BEIJING, Dec. 16 -- The mainland company Unigroup's investment in Taiwan's semiconductor industry is purely commercial and should not be politicized, a mainland official said Wednesday.
Unigroup, controlled by the prestigious Tsinghua University, is buying stakes in three Taiwanese chip giants with a total price of 17.3 billion yuan (about 2.7 bln U.S. dollars), in an effort to ascend to top chip-maker status.
However, the purchase has met rejection on the island as some politicians claim it is a "threat to Taiwan industry" and "mainland conspiracy."
At a press conference, the State Council Taiwan Affairs Office spokesman Ma Xiaoguang called for objective and sensible views on mutual investment, adding the voluntary cooperation between companies of the two sides is mutually beneficial and will help the island's economy.
It has proven that in the past 20 years, the two sides have complementary advantages through cooperation. "It's not one side eating the other, nor is it one side buying or controlling the other," said Ma.

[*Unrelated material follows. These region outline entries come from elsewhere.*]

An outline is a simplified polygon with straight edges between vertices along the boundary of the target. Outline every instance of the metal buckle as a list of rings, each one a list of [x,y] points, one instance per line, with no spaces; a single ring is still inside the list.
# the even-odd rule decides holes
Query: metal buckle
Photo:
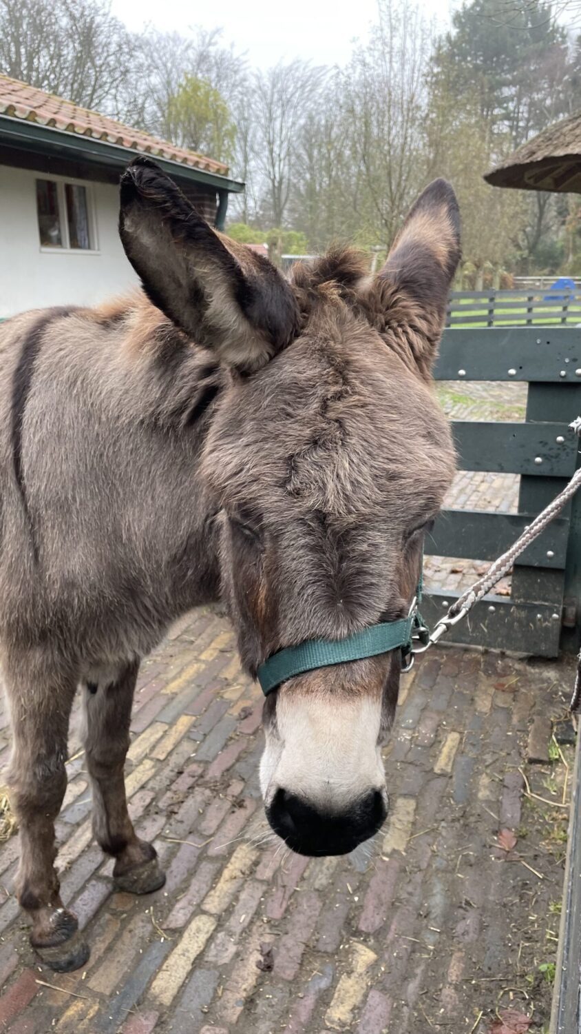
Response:
[[[401,674],[404,674],[405,671],[411,671],[412,668],[414,667],[414,664],[415,664],[415,661],[416,661],[416,658],[415,658],[414,655],[415,655],[415,650],[412,649],[411,647],[408,649],[407,653],[404,652],[404,647],[401,647],[401,667],[399,669],[399,671],[400,671]],[[406,663],[404,663],[404,662],[406,662]]]
[[[446,617],[441,617],[438,625],[434,625],[433,627],[433,631],[429,637],[430,643],[435,644],[439,642],[439,640],[442,639],[442,636],[445,635],[446,632],[449,632],[454,625],[458,624],[458,621],[461,621],[462,617],[465,617],[467,613],[469,608],[462,607],[462,609],[459,610],[457,614],[454,614],[453,617],[449,617],[448,615],[446,615]]]

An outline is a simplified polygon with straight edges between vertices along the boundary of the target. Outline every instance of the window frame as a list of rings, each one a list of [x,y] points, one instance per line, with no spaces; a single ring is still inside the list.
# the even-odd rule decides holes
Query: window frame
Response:
[[[36,183],[39,180],[49,181],[56,184],[57,187],[57,204],[59,207],[59,222],[61,226],[61,238],[62,244],[51,246],[50,244],[40,243],[40,226],[38,223],[38,201],[36,192]],[[86,197],[87,197],[87,217],[89,221],[89,239],[91,241],[90,248],[71,248],[70,246],[70,234],[68,225],[67,216],[67,206],[65,196],[65,186],[70,183],[71,186],[85,187]],[[70,176],[54,176],[53,174],[43,176],[42,174],[37,174],[34,177],[34,207],[36,212],[36,232],[38,234],[38,246],[42,254],[65,254],[65,255],[98,255],[100,254],[99,239],[97,236],[97,210],[95,206],[93,184],[89,183],[87,180],[73,179]]]

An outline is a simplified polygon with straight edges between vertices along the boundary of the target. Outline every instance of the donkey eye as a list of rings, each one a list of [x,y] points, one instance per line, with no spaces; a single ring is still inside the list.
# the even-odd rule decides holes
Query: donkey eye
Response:
[[[229,514],[228,520],[230,522],[230,527],[236,535],[241,536],[247,540],[247,542],[261,544],[262,537],[260,535],[260,530],[254,521],[251,523],[248,519],[246,519],[246,515]]]
[[[418,524],[411,531],[406,534],[406,542],[413,542],[414,539],[419,539],[421,535],[429,535],[433,525],[435,524],[435,517],[430,517],[429,520],[424,521],[423,524]]]

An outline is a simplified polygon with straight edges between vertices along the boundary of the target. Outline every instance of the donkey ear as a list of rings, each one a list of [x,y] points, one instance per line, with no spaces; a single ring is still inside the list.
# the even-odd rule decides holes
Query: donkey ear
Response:
[[[411,209],[380,277],[419,305],[424,317],[435,317],[440,334],[459,261],[456,195],[446,180],[434,180]]]
[[[119,232],[153,304],[222,362],[250,372],[295,336],[298,306],[276,267],[214,231],[150,158],[122,177]]]

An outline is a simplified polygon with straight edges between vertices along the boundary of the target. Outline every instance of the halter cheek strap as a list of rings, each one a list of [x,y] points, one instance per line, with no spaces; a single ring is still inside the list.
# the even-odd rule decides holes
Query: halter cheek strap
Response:
[[[346,639],[305,639],[297,646],[288,646],[272,653],[257,672],[264,696],[294,675],[301,675],[316,668],[326,668],[328,665],[360,661],[365,657],[377,657],[398,648],[401,649],[402,658],[409,662],[410,657],[413,659],[413,639],[425,641],[427,633],[418,610],[421,598],[420,571],[418,588],[408,617],[372,625],[360,632],[354,632]],[[427,634],[429,637],[429,633]],[[411,662],[408,666],[411,667]]]
[[[293,675],[301,675],[330,664],[360,661],[364,657],[389,653],[392,649],[411,647],[414,614],[398,621],[383,621],[347,639],[308,639],[298,646],[289,646],[272,653],[258,669],[258,681],[264,696]]]

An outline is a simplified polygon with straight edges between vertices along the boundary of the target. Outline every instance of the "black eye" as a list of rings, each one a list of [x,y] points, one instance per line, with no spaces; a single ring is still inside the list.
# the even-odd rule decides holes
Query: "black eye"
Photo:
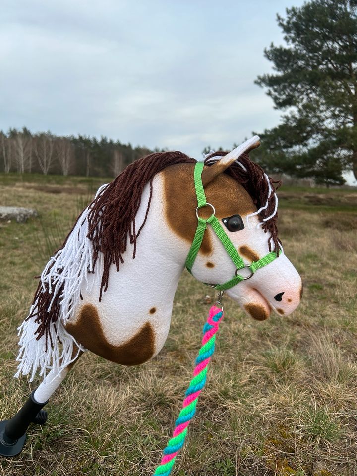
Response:
[[[233,215],[227,218],[222,218],[222,221],[230,232],[238,232],[244,228],[244,223],[240,215]]]

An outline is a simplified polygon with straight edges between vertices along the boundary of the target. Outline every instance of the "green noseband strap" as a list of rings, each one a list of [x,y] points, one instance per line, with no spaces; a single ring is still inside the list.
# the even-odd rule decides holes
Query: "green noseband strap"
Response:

The cooperation has brought Taiwan a huge trade surplus, and the mainland has been the most important economic hinterland for maintaining Taiwan's GDP growth and its industrial upgrades.
"The cross-Strait cooperation trend is inevitable, and can not be converted by human will," he said.
While Taiwan put restrictions on mainland investment, the mainland has further opened its market to the island.
The spokesman said the mainland welcomes the plan by Taiwan-based TSMC, a world leading semiconductor foundry and producer of Iphone CPUs, to build factories on the mainland, enabling Taiwan companies to share development opportunities.
Ma also announced eased restrictions for Taiwanese to do business on the mainland, expanding another 24 sectors such as advertising, packaging and clothing to individual Taiwanese entrepreneurs.
The mainland approved 2,288 projects with Taiwanese investment in the first 10 months of 2015, a year-on-year increase of 20.9 percent, the Ministry of Commerce announced last week.